Parsing the dates automatically using read_csv
(with the keywords parse_dates
and date_parser
) is actually slower than reading the file without parsing any dates, manually putting the date columns together and then using pandas.to_datetime
function on the newly created column to parse the dates.
Basically (assuming you have date and hour in two different columns in the csv) doing this
df = pd.read_csv("..\\file.csv", parse_dates = [['YYYYMMDD', 'HH']],
index_col = 0,
date_parser=parse)
is 3 to 5 times slower than this
df = pd.read_csv("..\\file.csv")
format = "%Y%m%d %H"
times = pd.to_datetime(df.YYYYMMDD + ' ' + df.HH, format=format)
df.set_index(times, inplace=True)
df = df.drop(['YYYYMMDD','HH'], axis=1)
I first found this issue comparing the two answers of this question and thought it was weird but OK, maybe it was due to some feature in his dataset.
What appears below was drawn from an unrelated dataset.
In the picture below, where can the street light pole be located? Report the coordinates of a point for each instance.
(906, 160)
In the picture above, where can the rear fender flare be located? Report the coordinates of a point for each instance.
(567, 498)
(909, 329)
But while the person on the answer reported a 3 times time difference between both approaches, when I did the comparison I found that the difference is 5 times for me.
This seems to me like an issue, since using the function's internal options should be faster, or at the least take the same time.
Comment From: jreback
not sure what gave you that impressions. this is purely s convenient option.
to_datetime has many more options some of which allow hints to make parsing much faster. read_csv has a very limited set of options by definition. of course YMMV.
Comment From: jreback
http://pandas.pydata.org/pandas-docs/stable/whatsnew.html#assembling-datetimes provides the speediest way to assemble Datetimesindex but again it cannot be done inside read_csv without adding even more options.
Comment From: tomchor
I see. I assumed doing it within read_csv had to be faster. Sorry for the ignorance! And thank you for the information.